RU2452499C1 - Method of modifying carbon haemosorbent and carbon haemosorbent with immobilised protein - Google Patents

Abstract

FIELD: medicine, pharmaceutics.

SUBSTANCE: invention refers to medicine and concerns a method of modifying a carbon haemosorbent involving treatment with a water solution of oxygen acid of the concentration of 5-20% in the relation of haemosorbent: solution of oxygen acid 1:10-1:20 at temperature 25°C for 2-4 h followed by decantation and exposure of the impregnated haemosorbent in an inert medium for 0.25-6 h at temperature 120-350°C, boiling in distilled water for 1-2 h, drying and impregnation in 1M solutions of N,N'-dicyclohexylcarbodiimide and pentafluorophenol in dimethylamide in mixing of a reaction mixture for 0.5-3 h, with adding serum albumin of pH 7.3-7.5 of the concentration 0.5-2.0 mg/ml prepared in the buffer solution in mixing for 16-24 h, washing in 0.9% sodium chloride. The invention also refers to the haemosorbent prepared by said method.

EFFECT: invention provides haemosorbents of high adsorption activity enabling selective sorption of the peptide substances including proteins which are found and collected in the body in certain diseases.

2 cl, 4 dwg, 1 tbl, 4 ex

Description

The invention relates to a technology for the production of sorbents with immobilized protein, allowing selective sorption of substances of a peptide nature, including proteins that appear and accumulate in the body in certain diseases. Designed for use in sorption therapy, proteomics, medical diagnostics, biotechnology.

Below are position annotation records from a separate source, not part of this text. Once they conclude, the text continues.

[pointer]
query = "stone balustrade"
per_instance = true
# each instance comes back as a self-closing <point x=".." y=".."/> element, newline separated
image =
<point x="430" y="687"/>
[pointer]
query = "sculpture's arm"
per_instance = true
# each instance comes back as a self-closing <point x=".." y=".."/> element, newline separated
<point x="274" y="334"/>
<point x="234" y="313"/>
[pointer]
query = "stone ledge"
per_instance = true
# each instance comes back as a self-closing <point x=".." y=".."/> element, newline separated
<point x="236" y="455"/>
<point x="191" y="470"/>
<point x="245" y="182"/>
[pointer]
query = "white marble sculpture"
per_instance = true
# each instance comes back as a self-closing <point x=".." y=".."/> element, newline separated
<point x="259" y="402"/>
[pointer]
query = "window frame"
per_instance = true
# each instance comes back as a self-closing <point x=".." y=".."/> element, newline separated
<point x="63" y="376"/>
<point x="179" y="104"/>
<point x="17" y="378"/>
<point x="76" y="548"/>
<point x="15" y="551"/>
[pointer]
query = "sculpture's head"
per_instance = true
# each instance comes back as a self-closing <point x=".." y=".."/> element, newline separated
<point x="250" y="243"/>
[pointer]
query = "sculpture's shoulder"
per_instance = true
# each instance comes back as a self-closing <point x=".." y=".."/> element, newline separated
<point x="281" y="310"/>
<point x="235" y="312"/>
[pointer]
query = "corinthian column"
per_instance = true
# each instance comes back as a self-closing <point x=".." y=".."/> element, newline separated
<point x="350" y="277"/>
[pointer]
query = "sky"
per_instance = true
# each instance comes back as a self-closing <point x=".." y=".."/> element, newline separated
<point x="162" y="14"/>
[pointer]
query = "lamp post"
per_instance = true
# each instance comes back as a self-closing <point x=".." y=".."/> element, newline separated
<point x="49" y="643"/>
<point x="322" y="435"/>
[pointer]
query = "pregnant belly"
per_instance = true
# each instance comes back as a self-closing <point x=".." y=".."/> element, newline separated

Currently, much attention is paid to the creation of hemosorbents that selectively absorb toxic substances of protein origin from the blood that accumulate in the body during the development of pathological processes (oncological, autoimmune, etc.). The creation of sorbents with increased adsorption activity with respect to substances of protein nature by regulating the chemical nature of their surface (chemical modification) allows you to create a wide range of effective sorbents that specifically bind peptides and proteins. As a matrix for the production of specific sorbents, carbon sorbents are increasingly used. This choice is due to a number of their unique properties, primarily good compatibility with biological fluids and inertness to tissues of internal organs, as well as high strength of their granules.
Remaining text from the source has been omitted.